蓦地起一身鸡皮疙瘩,纾纾推臂将岑湜一搡,“你做什么!”

她抹了抹唇,痛意经破碎的肌肤揉至鼻尖,忽泛一阵酸,泪又吧嗒吧嗒往下落。她觉得脸都被泪淘肿了。

“辛珍!”诃摩谒翻身下马,一箭步已冲到她跟前。

纾纾哪里听不出是他,这一晚心乱如麻,头前的事还未理清,他突如其来。方岑湜那粗暴的吻猝不及防,该是何意,她也心知肚明。

这可如何是好,诃摩谒不比莫偃戈的心眼子,正犹豫抬不抬头,风里尘土气扑面而来,夹杂一点汗酸。

诃摩谒揽她入怀,头微垂,鬓边漆木簪恰好落他眼底,琥珀石亮得出奇。

深吸口气,合上双目,餍足地,“我好想你。”

他箍得忒紧,简直要把她勒断。纾纾埋在诃摩谒胸前几欲不能呼吸,犹那大掌将她背脊往里按,挤得她听见心脏牵动脉搏的声,砰砰的,震耳欲聋。

这到底是?

不是离开珀耶前已“恩断义绝”了?

腔子里那声愈发强劲,她几乎听不到其他,直至身后隐约一股危险味道幽幽散逸。

不,她想起前阵子岑湜提到诃摩谒。他分明是主动“邀”他上京,知道时日将近,遂从旁试探自己心意。

又是一番“老谋深算”了,纾纾恨恨将牙一咬。既敢请诃摩谒来,说明他还有用,是“岑湜”吃醋嫉妒,却生生要被“皇帝”成算压抑,是以,谁也不必怕。

纾纾轻轻一笑,挣开诃摩谒怀抱。

她仰起头,细细品观。

乍入眼,一双黑如浓墨的眸子,还是那般纯净,仿似能写出世间最绝洁清高的字。

他瘦了些许,但体魄强健、加之年岁正茂,锋裁眉毛往中心略聚,少几分幼稚多几分精练。

诃摩谒穿着大巍白丁的粗布衣裳,散了辫子绕一髻,插一根木簪作结。
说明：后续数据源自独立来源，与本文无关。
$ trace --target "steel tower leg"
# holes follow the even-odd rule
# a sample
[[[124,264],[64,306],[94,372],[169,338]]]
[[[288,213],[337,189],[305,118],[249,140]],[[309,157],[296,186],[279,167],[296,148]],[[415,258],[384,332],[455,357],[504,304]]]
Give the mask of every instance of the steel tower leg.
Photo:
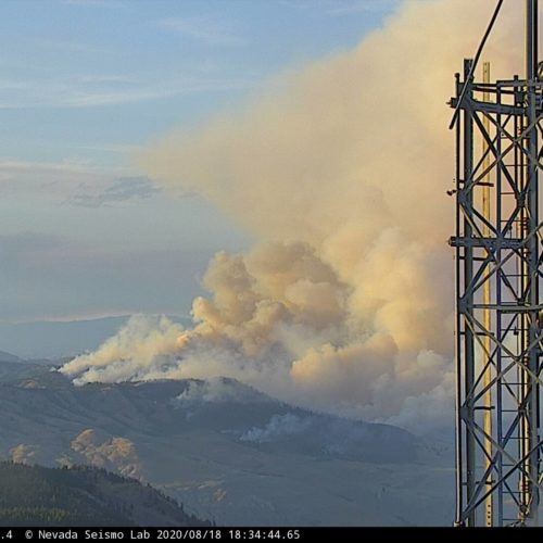
[[[528,217],[525,236],[536,231],[539,225],[539,187],[538,187],[538,112],[536,112],[536,76],[538,76],[538,0],[527,0],[526,14],[526,78],[528,85],[527,100],[527,122],[528,122],[528,157],[527,157],[527,202]],[[526,258],[526,277],[528,280],[528,300],[530,306],[535,307],[539,304],[539,247],[538,236],[533,236],[528,244]],[[538,312],[533,311],[527,314],[526,328],[528,332],[528,344],[538,343]],[[527,345],[528,346],[528,345]],[[531,349],[526,359],[532,374],[538,375],[539,355],[536,349]],[[522,504],[526,508],[521,520],[535,520],[539,505],[539,491],[532,483],[539,478],[539,446],[538,446],[538,386],[530,374],[523,372],[523,386],[526,401],[526,413],[523,415],[522,439],[523,456],[526,457],[525,471],[530,477],[522,478]]]
[[[485,34],[488,37],[502,1]],[[456,525],[535,525],[542,477],[543,81],[538,0],[526,0],[526,78],[456,75]],[[451,192],[451,193],[453,193]]]

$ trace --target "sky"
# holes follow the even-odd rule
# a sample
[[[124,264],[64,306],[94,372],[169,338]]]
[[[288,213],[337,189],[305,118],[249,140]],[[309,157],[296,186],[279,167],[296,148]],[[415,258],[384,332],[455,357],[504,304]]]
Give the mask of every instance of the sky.
[[[349,50],[396,0],[2,0],[0,321],[187,315],[218,250],[250,247],[140,149]]]

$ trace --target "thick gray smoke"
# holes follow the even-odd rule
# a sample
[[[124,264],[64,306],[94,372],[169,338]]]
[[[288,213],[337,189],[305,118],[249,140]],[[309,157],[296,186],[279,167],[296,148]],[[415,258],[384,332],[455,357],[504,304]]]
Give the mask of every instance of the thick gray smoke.
[[[509,2],[488,49],[517,62]],[[406,1],[354,50],[279,78],[245,111],[142,153],[262,240],[218,253],[194,328],[132,319],[62,371],[78,383],[240,379],[312,408],[412,429],[451,419],[453,73],[492,5]]]

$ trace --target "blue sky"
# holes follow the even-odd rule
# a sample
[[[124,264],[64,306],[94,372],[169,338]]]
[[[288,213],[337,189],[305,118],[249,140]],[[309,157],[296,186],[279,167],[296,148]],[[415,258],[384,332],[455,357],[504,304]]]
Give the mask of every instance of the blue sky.
[[[356,45],[396,0],[2,0],[0,320],[187,314],[219,249],[252,241],[132,165]]]

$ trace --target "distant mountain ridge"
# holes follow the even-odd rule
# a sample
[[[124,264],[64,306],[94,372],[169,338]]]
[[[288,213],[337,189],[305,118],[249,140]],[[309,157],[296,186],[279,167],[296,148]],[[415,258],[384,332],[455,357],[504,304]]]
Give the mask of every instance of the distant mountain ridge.
[[[74,387],[49,366],[21,375],[27,366],[0,363],[4,458],[135,477],[218,526],[452,518],[446,447],[400,428],[312,413],[233,379]]]
[[[0,463],[0,526],[209,526],[134,479],[79,466]]]

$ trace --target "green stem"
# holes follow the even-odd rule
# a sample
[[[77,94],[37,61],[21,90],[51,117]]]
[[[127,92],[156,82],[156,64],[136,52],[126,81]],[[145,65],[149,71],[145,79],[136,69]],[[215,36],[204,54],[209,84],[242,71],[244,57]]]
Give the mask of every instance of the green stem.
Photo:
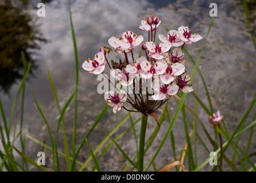
[[[141,118],[141,133],[139,134],[139,154],[138,160],[138,171],[143,171],[143,164],[144,158],[145,139],[146,136],[146,130],[148,123],[148,116],[142,114]]]

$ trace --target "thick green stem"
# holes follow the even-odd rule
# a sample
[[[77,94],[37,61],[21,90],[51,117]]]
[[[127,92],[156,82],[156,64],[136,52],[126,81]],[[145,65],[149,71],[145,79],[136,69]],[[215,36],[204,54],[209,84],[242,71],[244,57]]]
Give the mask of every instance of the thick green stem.
[[[146,130],[147,128],[148,116],[142,114],[141,118],[141,133],[139,134],[139,154],[138,160],[138,171],[143,171],[143,164],[144,159],[145,139],[146,137]]]

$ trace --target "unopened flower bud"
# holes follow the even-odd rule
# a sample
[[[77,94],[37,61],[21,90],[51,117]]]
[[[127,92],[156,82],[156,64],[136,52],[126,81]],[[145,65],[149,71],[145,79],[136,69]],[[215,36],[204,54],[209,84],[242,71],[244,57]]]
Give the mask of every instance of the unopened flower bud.
[[[143,50],[146,50],[147,49],[147,47],[146,44],[144,42],[142,42],[141,45],[141,47]]]
[[[159,23],[159,17],[158,16],[154,17],[154,24],[157,25]]]
[[[147,22],[149,25],[152,25],[154,23],[154,20],[153,19],[152,17],[149,16],[148,17]]]
[[[102,47],[100,47],[100,48],[99,49],[99,50],[100,52],[102,52],[104,55],[106,55],[106,54],[107,53],[107,51],[106,51],[106,50],[103,48]]]

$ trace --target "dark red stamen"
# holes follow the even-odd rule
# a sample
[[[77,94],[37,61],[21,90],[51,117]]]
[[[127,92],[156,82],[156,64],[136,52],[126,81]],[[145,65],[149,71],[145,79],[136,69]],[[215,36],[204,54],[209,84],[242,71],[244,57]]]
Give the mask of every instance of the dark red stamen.
[[[112,103],[117,104],[120,103],[120,98],[118,97],[118,94],[116,94],[115,93],[114,94],[114,96],[111,96],[110,94],[108,94],[111,98],[108,98],[107,100],[107,101],[110,100]]]

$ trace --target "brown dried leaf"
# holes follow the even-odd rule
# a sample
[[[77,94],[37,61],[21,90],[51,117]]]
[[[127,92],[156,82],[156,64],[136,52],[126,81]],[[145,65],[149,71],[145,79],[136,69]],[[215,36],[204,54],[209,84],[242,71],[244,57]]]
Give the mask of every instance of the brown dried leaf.
[[[185,167],[183,166],[183,165],[179,161],[174,161],[170,164],[169,164],[166,166],[165,166],[164,168],[161,169],[159,172],[168,172],[169,171],[173,166],[180,165],[180,168],[183,169],[185,172],[188,172],[188,170],[186,170]]]

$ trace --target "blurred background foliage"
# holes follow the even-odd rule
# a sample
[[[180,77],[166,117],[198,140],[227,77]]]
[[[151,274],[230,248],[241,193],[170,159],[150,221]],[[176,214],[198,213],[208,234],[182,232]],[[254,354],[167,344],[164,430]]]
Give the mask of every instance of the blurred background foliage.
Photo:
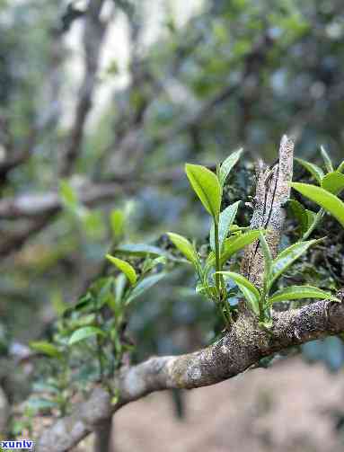
[[[127,213],[126,243],[168,247],[163,235],[174,231],[200,246],[209,220],[185,162],[214,165],[243,146],[226,187],[232,203],[250,201],[252,163],[272,163],[283,133],[295,137],[298,156],[321,163],[323,145],[335,163],[343,158],[340,0],[205,0],[181,23],[172,2],[158,2],[149,44],[152,0],[98,2],[98,18],[90,13],[94,3],[0,1],[0,384],[10,399],[28,390],[14,391],[21,377],[8,373],[25,344],[49,337],[59,304],[75,302],[101,271],[112,209]],[[127,33],[128,61],[98,64],[116,27]],[[80,89],[77,58],[84,62]],[[295,178],[306,177],[295,164]],[[241,226],[250,213],[242,203]],[[294,230],[290,219],[285,245]],[[328,242],[289,279],[343,286],[343,233],[327,217],[315,236],[323,235]],[[216,315],[194,286],[185,264],[137,300],[129,319],[135,359],[208,343]],[[343,350],[337,339],[304,349],[333,369]],[[22,369],[29,381],[25,372],[31,369]]]

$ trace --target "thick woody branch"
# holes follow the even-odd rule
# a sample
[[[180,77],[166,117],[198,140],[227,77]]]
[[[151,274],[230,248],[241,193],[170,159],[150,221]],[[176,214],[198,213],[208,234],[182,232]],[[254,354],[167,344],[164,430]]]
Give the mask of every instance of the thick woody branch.
[[[107,390],[97,387],[74,413],[46,430],[37,452],[64,452],[97,430],[119,408],[154,391],[215,385],[255,366],[260,359],[308,341],[344,330],[344,306],[319,301],[299,310],[278,313],[271,332],[240,318],[214,345],[179,357],[152,358],[124,368],[113,382],[119,401],[111,405]]]
[[[272,168],[258,162],[258,182],[254,198],[251,229],[267,231],[267,241],[271,253],[276,257],[286,218],[284,206],[290,195],[289,183],[293,178],[294,142],[286,135],[282,137],[278,163]],[[254,284],[260,285],[264,272],[264,259],[255,242],[244,254],[242,273]]]
[[[269,230],[268,242],[276,254],[284,222],[283,205],[289,197],[294,143],[283,137],[279,163],[271,171],[260,164],[252,227]],[[251,280],[260,283],[264,261],[255,244],[246,253],[243,266]],[[344,301],[343,292],[338,297]],[[38,452],[63,452],[109,420],[124,404],[154,391],[192,389],[215,385],[256,366],[260,360],[289,347],[338,334],[344,330],[344,304],[322,300],[301,309],[273,314],[271,329],[259,327],[258,319],[245,309],[215,344],[179,357],[152,358],[135,367],[122,368],[111,386],[119,401],[111,405],[108,391],[97,387],[74,413],[43,432]]]

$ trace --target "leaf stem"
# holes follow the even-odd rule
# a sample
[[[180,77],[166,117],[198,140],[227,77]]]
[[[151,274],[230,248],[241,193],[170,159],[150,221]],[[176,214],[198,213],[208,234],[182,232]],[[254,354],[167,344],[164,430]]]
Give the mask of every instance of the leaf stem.
[[[214,225],[215,225],[215,268],[216,268],[216,273],[215,274],[215,284],[216,286],[216,289],[217,289],[217,292],[219,294],[219,297],[220,297],[220,294],[221,294],[221,291],[220,291],[220,275],[219,273],[217,273],[217,271],[221,271],[221,264],[220,264],[220,244],[219,244],[219,240],[218,240],[218,222],[215,219],[214,221]]]

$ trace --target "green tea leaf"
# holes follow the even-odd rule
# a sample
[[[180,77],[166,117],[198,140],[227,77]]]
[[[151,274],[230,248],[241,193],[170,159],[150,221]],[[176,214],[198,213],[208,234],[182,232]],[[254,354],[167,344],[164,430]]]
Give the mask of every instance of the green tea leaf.
[[[59,184],[59,196],[65,206],[75,209],[79,201],[74,188],[66,182],[61,181]]]
[[[137,286],[136,286],[131,291],[128,298],[126,301],[126,305],[131,303],[135,298],[140,297],[144,292],[148,290],[148,288],[152,288],[155,284],[157,284],[163,278],[166,276],[166,273],[157,273],[156,275],[151,275],[145,279],[142,279]]]
[[[111,210],[111,213],[110,214],[110,223],[111,225],[112,235],[117,241],[123,235],[124,221],[125,217],[122,210]]]
[[[218,221],[222,189],[217,177],[210,170],[199,164],[185,165],[188,179],[203,206]]]
[[[272,261],[269,288],[278,278],[284,273],[290,265],[302,256],[310,246],[314,244],[317,240],[308,240],[306,242],[297,242],[280,253]]]
[[[304,168],[305,168],[308,173],[310,173],[313,177],[319,182],[319,184],[322,183],[322,179],[323,178],[324,173],[320,166],[314,164],[311,164],[310,162],[306,162],[302,158],[295,158],[295,161],[302,164]]]
[[[62,358],[62,352],[56,347],[54,344],[50,342],[47,342],[45,341],[37,341],[30,342],[30,348],[39,351],[40,353],[43,353],[44,355],[49,356],[50,358]]]
[[[269,298],[269,303],[277,303],[287,300],[301,300],[303,298],[319,298],[329,299],[332,301],[340,301],[333,297],[330,292],[325,292],[313,286],[290,286],[275,292]]]
[[[120,303],[126,288],[126,275],[120,273],[115,279],[115,298],[117,303]]]
[[[307,228],[304,232],[308,231],[311,226],[314,223],[317,216],[317,214],[315,214],[312,210],[309,210],[308,208],[305,209],[305,213],[307,215]]]
[[[106,254],[106,258],[126,275],[132,286],[137,283],[137,272],[129,263],[110,254]]]
[[[220,173],[219,173],[219,181],[220,184],[223,187],[225,180],[230,173],[232,168],[237,164],[239,158],[243,154],[243,148],[239,149],[236,152],[232,153],[221,164],[220,166]]]
[[[264,235],[261,233],[260,235],[260,243],[264,256],[264,281],[265,284],[268,284],[271,273],[272,255],[270,249],[269,248],[268,242],[266,241]]]
[[[221,253],[221,264],[224,265],[235,253],[243,250],[248,244],[253,243],[260,236],[260,231],[250,231],[238,237],[230,237],[224,242]]]
[[[163,256],[170,260],[175,260],[169,253],[158,246],[146,244],[121,244],[115,249],[116,253],[128,254],[137,257],[159,257]]]
[[[224,211],[220,213],[220,218],[218,220],[218,237],[220,244],[220,250],[225,242],[225,239],[228,235],[229,229],[232,226],[232,223],[234,221],[236,217],[236,213],[238,211],[238,208],[241,201],[234,202],[231,206],[228,206],[225,208]],[[214,251],[215,250],[215,226],[214,222],[210,229],[210,247]]]
[[[327,154],[325,148],[322,146],[320,147],[321,153],[322,153],[322,160],[325,164],[326,169],[329,173],[333,171],[333,165],[332,165],[332,161],[330,158],[330,155]]]
[[[167,235],[170,237],[171,242],[184,254],[184,256],[192,262],[194,265],[197,263],[197,254],[194,247],[189,240],[179,234],[168,232]]]
[[[84,326],[75,330],[68,341],[68,345],[73,345],[80,341],[84,341],[92,336],[105,336],[105,332],[96,326]]]
[[[308,183],[293,182],[291,186],[330,212],[344,227],[344,202],[337,196]]]
[[[344,189],[344,174],[338,171],[329,173],[322,181],[322,188],[334,195],[338,195]]]
[[[225,278],[230,278],[234,282],[236,282],[241,292],[250,304],[255,314],[259,314],[259,300],[260,297],[260,293],[258,288],[250,282],[247,278],[239,273],[234,273],[234,271],[219,271],[218,273],[224,275]]]

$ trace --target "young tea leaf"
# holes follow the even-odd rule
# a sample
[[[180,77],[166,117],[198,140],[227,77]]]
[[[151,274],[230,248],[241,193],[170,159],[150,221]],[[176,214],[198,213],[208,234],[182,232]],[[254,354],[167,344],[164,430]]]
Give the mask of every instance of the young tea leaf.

虽朴素,但身材魁梧,气质疏野不羁,少年精气如烈阳一般熊熊燃烧,灼得人紧张。

她不由一颤。

“怎上这儿来了?”纾纾笑得更深,缓缓捺住心中丝缕悸动,脸上腾一热,“不叫人知晓一声。”又略略低下眼眸,声音愈发羞怯。

诃摩谒接到圣旨一路来马不停蹄,思念她的心绪就好比点着的引线,决计停不下。

此刻见她小意埋怨,小娘子般嗔责,哪里还有其他念头,只晓实实在在触到这副身子,那引线燃到底,烟火轰然炸响,直窜天灵盖,飘飘然要带他飞到天上去。

“我……我……”他结结巴巴涨红一张脸,好在本就生得黑,又是晚上,这才不像个唱戏的。

“你骗我。”他老老实实憋出三个字,手指欲将衣摆搓透。

纾纾耸肩,忍俊不禁。

“你都到这儿了,还怪我作甚?”她抬手将他责难一锤,落到诃摩谒胸前轻如鸟羽。

他更是一种又恼又羞的感觉,想讨个说法,偏偏让她一述,好像是自己错了。

“那你……那你好不好?”沉了沉声,诃摩谒将她望着,浓密睫毛垂下,眼神专注得旁若无人。

他将视线落在她唇上,薄薄一层撕裂的地方有些看不清,遂拉着她转了几步。

月光倾泻,她仰眸如镜,正巧倒映着自己的影。

诃摩谒笑了笑,余光闪一抹亮,忽而抬首。

岑湜立在残风中,笔直似尺。他面色惨白,正揿着胸口蹙眉忍嗽,颊边鼓动。

说不清胸腔里是撕裂的肺,还是割削的心,他俱觉痛苦,全身力气都用来抵御,甚至挪不动步,迈不开腿。

跟前是一对久别重逢的璧人。尽管素衣布裳比锦绣珠围,奇那样融称,一如此刻黯然的天与明亮的星,相得益彰,彼此衬映,成就一页名篇。仿佛平常,夜夜该当,却生动得刺眼。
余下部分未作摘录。